Expiry times should not be considered exact, since nodes don’t share the same clocks and block heights, and time proxies become more inaccurate the further out you go (since height in the future is dependent on hash rate).

Signature Validation

Validator nodes will verify the creator_sig for every create_asset instruction before propagating the instruction to the network. The process is as follows:

  1. The VN MUST calculate the metadata hash by hashing the canonical representation of all the data in the first three sections of the create_asset instruction.

  2. The VN MUST compare this calculated value to the value given in the metadata_hash field. If they do not match, the VN MUST drop the instruction and STOP.

  3. The VN MUST calculate the RAID ID from the fqdn and issuer fields as specified in RFC-0301.

  4. The VN MUST compare the calculated RAID ID with the value given in the raid_id field. If they do not match, the VN MUST drop the instruction and STOP.

  5. If the fqdn is `"No FQDN", then skip to step 9.

  6. The VN MUST Look up the OpenAlias TXT record at the domain given in fqdn. If the record does not exist, then the VN MUST drop the instruction and STOP.

  7. The VN MUST check that each of the public key and RAID ID in the TXT record match the values in the create_asset instruction. If any values do not match, the VN MUST then drop the instruction and STOP.

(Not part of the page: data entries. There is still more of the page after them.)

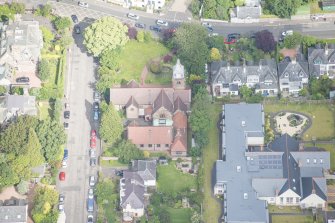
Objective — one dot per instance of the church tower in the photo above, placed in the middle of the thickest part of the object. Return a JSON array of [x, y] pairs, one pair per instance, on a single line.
[[178, 78]]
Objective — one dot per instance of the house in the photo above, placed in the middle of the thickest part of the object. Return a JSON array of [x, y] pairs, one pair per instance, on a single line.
[[293, 75], [133, 188], [250, 12], [252, 175], [321, 61], [157, 117], [16, 105], [14, 212], [21, 43], [262, 77]]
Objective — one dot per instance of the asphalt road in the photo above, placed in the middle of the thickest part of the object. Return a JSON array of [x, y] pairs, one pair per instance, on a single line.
[[79, 93]]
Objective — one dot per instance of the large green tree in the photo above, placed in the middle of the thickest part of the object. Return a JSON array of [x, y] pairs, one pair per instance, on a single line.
[[190, 41], [106, 33], [111, 127]]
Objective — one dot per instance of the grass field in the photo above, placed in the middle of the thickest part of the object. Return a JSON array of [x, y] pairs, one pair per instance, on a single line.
[[180, 215], [134, 57], [322, 118], [212, 209], [171, 181]]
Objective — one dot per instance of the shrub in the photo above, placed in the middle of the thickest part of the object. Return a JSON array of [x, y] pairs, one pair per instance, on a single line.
[[155, 67]]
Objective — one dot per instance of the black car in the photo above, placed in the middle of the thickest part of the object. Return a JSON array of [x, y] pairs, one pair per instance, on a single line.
[[22, 79], [77, 29], [67, 114], [74, 18], [140, 25], [155, 28]]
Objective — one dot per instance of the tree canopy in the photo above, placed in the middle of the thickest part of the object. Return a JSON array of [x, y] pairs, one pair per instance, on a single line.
[[111, 126], [190, 41], [106, 33]]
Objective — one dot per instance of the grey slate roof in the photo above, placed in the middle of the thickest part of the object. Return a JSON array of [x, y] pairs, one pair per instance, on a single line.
[[13, 214]]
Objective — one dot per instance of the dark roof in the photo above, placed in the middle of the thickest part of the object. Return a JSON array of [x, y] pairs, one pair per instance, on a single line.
[[179, 105], [163, 100], [132, 101]]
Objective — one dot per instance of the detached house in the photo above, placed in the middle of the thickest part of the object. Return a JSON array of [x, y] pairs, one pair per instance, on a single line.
[[252, 175], [227, 79], [157, 117], [322, 61], [293, 75], [133, 188]]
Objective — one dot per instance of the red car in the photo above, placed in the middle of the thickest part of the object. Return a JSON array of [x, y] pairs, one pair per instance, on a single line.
[[62, 176], [93, 143]]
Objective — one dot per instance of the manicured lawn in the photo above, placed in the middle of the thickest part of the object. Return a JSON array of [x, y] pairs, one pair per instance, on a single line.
[[322, 118], [292, 219], [212, 208], [170, 180], [180, 215], [135, 55]]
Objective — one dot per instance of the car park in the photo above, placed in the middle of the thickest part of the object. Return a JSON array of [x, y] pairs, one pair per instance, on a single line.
[[155, 28], [162, 22], [92, 181], [140, 25], [83, 4], [67, 114], [133, 16], [74, 18], [62, 176], [22, 79]]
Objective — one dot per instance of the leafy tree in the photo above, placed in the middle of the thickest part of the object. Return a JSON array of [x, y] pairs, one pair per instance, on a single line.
[[126, 151], [292, 41], [43, 70], [110, 59], [22, 187], [62, 23], [140, 36], [106, 33], [215, 54], [51, 136], [190, 40], [265, 41], [111, 126], [48, 36]]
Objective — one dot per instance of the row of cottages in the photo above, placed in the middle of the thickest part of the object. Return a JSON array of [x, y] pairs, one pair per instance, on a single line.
[[251, 175], [134, 188], [289, 76], [157, 116]]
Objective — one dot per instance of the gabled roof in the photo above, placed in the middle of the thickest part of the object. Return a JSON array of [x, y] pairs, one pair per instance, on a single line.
[[163, 100]]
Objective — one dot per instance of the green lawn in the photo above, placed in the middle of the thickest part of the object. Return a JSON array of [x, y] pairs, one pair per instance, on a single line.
[[292, 219], [170, 180], [212, 209], [322, 118], [134, 57], [180, 215]]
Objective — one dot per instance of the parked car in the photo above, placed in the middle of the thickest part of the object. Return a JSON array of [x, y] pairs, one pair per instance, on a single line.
[[90, 193], [93, 162], [140, 25], [155, 28], [162, 22], [74, 18], [67, 114], [22, 79], [77, 29], [83, 4], [90, 218], [62, 176], [133, 16], [92, 181]]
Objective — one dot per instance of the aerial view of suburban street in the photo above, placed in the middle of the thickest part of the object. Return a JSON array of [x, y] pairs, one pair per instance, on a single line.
[[167, 111]]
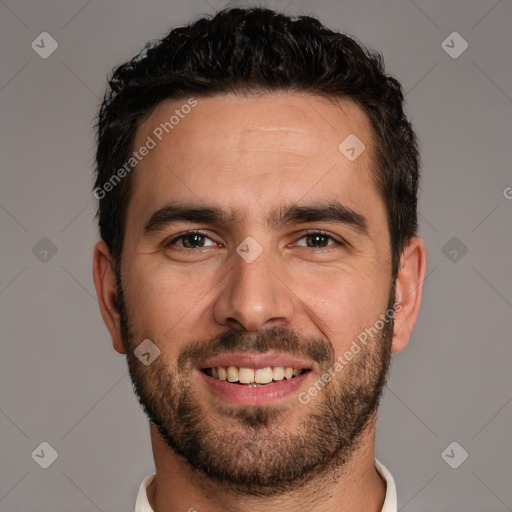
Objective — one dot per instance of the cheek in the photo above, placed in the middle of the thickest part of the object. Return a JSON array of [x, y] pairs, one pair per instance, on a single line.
[[342, 304], [163, 301]]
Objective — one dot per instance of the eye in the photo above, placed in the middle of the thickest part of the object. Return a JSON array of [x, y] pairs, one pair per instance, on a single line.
[[191, 240], [318, 240]]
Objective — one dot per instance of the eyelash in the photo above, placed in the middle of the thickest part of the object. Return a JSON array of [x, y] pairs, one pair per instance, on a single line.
[[303, 235]]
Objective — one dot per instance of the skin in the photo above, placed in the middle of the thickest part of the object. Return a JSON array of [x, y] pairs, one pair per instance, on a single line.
[[252, 155]]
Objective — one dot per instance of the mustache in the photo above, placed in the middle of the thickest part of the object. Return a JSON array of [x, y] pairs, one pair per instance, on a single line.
[[276, 339]]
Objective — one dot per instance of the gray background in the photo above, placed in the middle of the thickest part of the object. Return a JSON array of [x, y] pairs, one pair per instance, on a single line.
[[61, 381]]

  8. The VN MUST validate the registration signature in the TXT record, using the TXT record's nonce, the issuer's public key and the RAID ID. If the signature does not verify, the VN MUST drop the instruction and STOP.

  9. The VN MUST validate the signature in the creator_sig field against the challenge built up from the issuer's public key, the nonce given in public_nonce field, the raid_id field and the metadata_hash field.

If step 9 passes, then the VN has proven that the create_asset contains a valid RAID ID, and that if a non-default FQDN was provided, the owner of that domain provided the create_asset instruction. In this case, the VN SHOULD propagate the instruction to the network.